Annual Horseshoe Crab Festival is a Hit

 Annual Horseshoe Crab Festival is a Hit

By Don Riepe

Horseshoe crabs have been around for over 400 million years and come ashore once a year (mid-May to mid-June) to mate and lay eggs at the high tide area. About 120 people attended the Annual Horseshoe Crab Festival held at the Jamaica Bay Wildlife Refuge on Saturday, June 8. I was glad to see that there were many families with kids who came to see the ‘living dinosaurs’ that actually predate the dinosaurs in the fossil record.

Although fierce looking, they are harmless animals that come ashore once a year to lay billions of eggs along the shorelines of Jamaica Bay. I read that they wait for the water temperature to reach 64 degrees F. – although I prefer 80! These eggs provide critical food for the thousands of shorebirds that are migrating through NYC at the same time. One bird in particular, the red knot, travels non-stop from Brazil to the northeastern U.S. and needs this rich resource to build up enough body fat (i.e. fuel) to make it to their breeding grounds in the northern tundra region.

Overharvesting for bait and the medical industry has negatively impacted horseshoe crabs to the point that they are listed as Federally Endangered.
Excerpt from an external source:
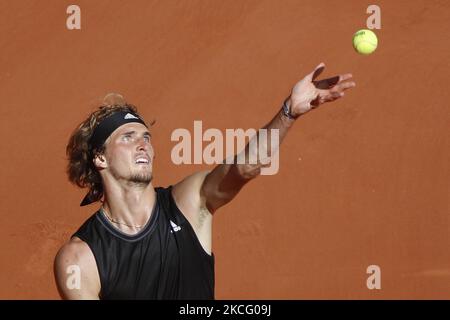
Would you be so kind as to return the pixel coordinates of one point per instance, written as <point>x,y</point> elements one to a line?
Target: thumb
<point>317,71</point>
The crab’s bluish, copper-based blood has a sensitive clotting factor when exposed to minute traces of pathogens and is used to detect impurities in human blood serum. There is a synthetic alternative for testing vaccines, etc. that we hope the FDA approves for use in the U.S. that will alleviate the pressure on using horseshoe crab blood.  As for chopping them up as bait for eels and conch, we need to find an alternative for that as well. Hopefully these interesting animals will be around for the next great extinction and survive that as well! The ‘crabs’ (actually more closely related to spiders) are protected in Jamaica Bay by mandate from the Superintendent of Gateway NRA. No harvesting is allowed.

In some recent good news, New York’s Assembly and Senate recently passed a bill that would prohibit the harvesting of horseshoe crabs from all the waters of New York for commercial and biomedical purposes. Hopefully Governor Kathy Hochul does the right thing and signs this important legislation so it can take effect.

This yearly Horseshoe Crab Festival is a partnership with NYC Audubon, JBRPC, NPS, NYCDPR, and the American Littoral Society.